Van Damme zwaait met het woord ‘kennis’ en vindt dat er
opnieuw meer aandacht moet gaan naar grammatica. Maar het beschikbare onderzoek
toont aan dat onderwijs in grammatica en zinsontleding geen positief effect
heeft op de leesvaardigheid van kinderen in de lagere school. Wat dat wel
heeft, is achtergrondkennis rond het onderwerp waarover kinderen een tekst lezen.
Precies daarom beogen veel krachtige leesmethodieken die zowel Houtveen als wij
in de verf zetten een integratie van wereldoriëntatie- en taalonderwijs. In de
beproefde aanpak Denk!, bijvoorbeeld, lezen
leerlingen gedurende een aantal weken verhalende en non-fictieteksten over één
overkoepelend thema (zoals de middeleeuwen of de klimaatopwarming). Tijdens
taal- en wereldoriëntatielessen leren ze bij over dat thema en spijkeren ze hun
leesvaardigheid bij. Maar voor Van Damme is dat weinig effectief en moeten
leerlingen alleen binnen ‘een sterk taalvak’ aan begrijpend lezen werken.
Diepgaande gesprekken
Dat begrijpend lezen als een competentie wordt benaderd, zint
hem evenmin. Vreemd, alweer. Wetenschappers definiëren een competentie als een
geïntegreerde cluster van kennis, vaardigheden en attitudes die iemand in staat
stelt om zich gepast te gedragen. Kennis is wel degelijk belangrijk in een competentiegerichte
aanpak, maar het gaat er vooral om wat je ermee kunt doen.
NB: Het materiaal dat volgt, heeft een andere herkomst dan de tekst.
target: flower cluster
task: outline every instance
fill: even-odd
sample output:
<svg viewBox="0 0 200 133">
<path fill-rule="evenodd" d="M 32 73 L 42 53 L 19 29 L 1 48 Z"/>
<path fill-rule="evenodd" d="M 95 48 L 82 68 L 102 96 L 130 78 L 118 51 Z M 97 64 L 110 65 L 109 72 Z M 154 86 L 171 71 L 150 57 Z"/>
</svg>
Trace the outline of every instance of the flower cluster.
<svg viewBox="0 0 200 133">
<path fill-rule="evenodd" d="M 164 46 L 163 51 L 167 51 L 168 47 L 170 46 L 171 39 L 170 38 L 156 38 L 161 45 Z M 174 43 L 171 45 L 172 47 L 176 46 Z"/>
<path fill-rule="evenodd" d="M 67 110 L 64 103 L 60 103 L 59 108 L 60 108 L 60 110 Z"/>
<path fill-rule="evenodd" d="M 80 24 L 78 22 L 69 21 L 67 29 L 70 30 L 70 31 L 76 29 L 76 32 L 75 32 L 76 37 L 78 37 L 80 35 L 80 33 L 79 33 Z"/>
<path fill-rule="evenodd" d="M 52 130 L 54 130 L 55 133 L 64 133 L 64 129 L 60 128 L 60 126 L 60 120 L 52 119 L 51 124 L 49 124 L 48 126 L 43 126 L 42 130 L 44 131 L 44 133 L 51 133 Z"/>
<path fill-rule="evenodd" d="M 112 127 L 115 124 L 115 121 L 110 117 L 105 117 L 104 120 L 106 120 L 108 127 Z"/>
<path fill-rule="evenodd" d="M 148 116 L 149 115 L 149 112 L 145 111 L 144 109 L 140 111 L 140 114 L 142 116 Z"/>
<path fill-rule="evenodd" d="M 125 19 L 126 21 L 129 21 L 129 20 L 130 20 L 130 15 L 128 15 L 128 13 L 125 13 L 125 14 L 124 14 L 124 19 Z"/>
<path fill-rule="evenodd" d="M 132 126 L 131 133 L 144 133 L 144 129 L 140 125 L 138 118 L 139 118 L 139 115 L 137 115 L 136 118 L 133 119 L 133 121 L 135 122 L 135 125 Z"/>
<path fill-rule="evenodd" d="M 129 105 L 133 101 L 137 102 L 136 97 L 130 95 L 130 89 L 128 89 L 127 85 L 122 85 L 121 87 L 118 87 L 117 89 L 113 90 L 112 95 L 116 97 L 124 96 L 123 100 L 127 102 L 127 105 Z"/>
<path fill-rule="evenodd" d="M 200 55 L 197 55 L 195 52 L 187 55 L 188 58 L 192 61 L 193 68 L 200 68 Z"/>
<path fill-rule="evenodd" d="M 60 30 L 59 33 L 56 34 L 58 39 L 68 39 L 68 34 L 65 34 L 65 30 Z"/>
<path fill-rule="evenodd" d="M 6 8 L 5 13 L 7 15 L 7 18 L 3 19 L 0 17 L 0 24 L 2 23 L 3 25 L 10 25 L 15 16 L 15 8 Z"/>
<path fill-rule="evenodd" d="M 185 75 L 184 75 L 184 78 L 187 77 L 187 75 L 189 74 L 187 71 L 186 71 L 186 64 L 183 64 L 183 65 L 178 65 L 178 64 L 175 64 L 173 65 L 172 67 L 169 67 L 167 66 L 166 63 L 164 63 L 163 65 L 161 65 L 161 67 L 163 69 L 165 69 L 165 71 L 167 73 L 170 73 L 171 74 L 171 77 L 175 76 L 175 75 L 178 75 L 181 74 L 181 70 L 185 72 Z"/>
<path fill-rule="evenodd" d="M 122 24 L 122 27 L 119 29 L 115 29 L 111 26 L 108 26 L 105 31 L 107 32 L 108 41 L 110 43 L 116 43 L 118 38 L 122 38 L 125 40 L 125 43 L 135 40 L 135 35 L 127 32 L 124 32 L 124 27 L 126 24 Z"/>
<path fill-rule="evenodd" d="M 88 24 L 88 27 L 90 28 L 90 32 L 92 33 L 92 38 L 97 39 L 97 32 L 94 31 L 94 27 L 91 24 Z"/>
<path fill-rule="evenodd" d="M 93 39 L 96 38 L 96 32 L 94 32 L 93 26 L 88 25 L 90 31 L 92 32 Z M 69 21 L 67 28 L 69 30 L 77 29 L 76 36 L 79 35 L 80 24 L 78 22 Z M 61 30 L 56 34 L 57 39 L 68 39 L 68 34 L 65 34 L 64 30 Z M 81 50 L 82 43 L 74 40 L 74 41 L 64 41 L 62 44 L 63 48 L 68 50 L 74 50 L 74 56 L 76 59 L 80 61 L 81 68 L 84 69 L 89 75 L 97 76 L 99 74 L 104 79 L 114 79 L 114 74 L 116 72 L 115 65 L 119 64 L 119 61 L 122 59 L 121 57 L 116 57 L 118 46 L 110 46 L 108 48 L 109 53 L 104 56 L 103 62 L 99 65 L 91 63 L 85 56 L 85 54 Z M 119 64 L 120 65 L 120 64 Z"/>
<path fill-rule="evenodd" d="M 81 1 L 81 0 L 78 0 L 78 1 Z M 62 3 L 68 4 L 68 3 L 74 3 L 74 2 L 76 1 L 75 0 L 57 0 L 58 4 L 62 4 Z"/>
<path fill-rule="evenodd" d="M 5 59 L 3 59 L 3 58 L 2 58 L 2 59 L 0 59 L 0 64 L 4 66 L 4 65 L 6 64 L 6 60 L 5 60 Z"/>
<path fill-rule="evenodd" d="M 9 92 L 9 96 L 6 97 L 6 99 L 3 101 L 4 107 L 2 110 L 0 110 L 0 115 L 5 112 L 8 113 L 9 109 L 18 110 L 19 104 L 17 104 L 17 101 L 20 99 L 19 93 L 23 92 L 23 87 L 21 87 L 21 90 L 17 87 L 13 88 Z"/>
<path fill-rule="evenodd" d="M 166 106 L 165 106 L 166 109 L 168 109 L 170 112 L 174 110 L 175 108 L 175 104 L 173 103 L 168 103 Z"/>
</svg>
Heeft Van Damme de
werken van zijn medewerkers dan niet gelezen? Andreas Schleicher,
het hoofd van het ‘Directorate for
education and skills’ van
de Oeso pleit er in zijn recente boek World class
voor om 21ste-eeuwse vaardigheden centraal te stellen in het onderwijs, omdat
je met kennis van feiten alleen niet ver springt in de wereld. Wordt het niet
dringend tijd dat we in het Vlaamse onderwijsdebat het sloganeske niveau van
‘kennis of vaardigheden?’ overstijgen? De cognitieve wetenschap pleit al
decennia voor een sterkere integratie van beide.
Het wordt tijd dat we het sloganeske niveau van ‘kennis of
vaardigheden?’ overstijgen
Dat Van Damme pleit voor een sterk taalvak, vinden we
terecht. Ook wij zijn
voorstander van meer en beter begrijpend lezen. Daarbij plaatsen we de leraar
centraal. Die moet prikkelende, rijke teksten selecteren en er diepgaande
gesprekken met de leerlingen over aangaan. Daar ligt wellicht een van de grootste uitdagingen
voor het Vlaamse onderwijs.
Begrijpend lezen is een kwestie van interactie die
veel verder reikt dan de juiste antwoorden op de vragen in het handboek overlopen.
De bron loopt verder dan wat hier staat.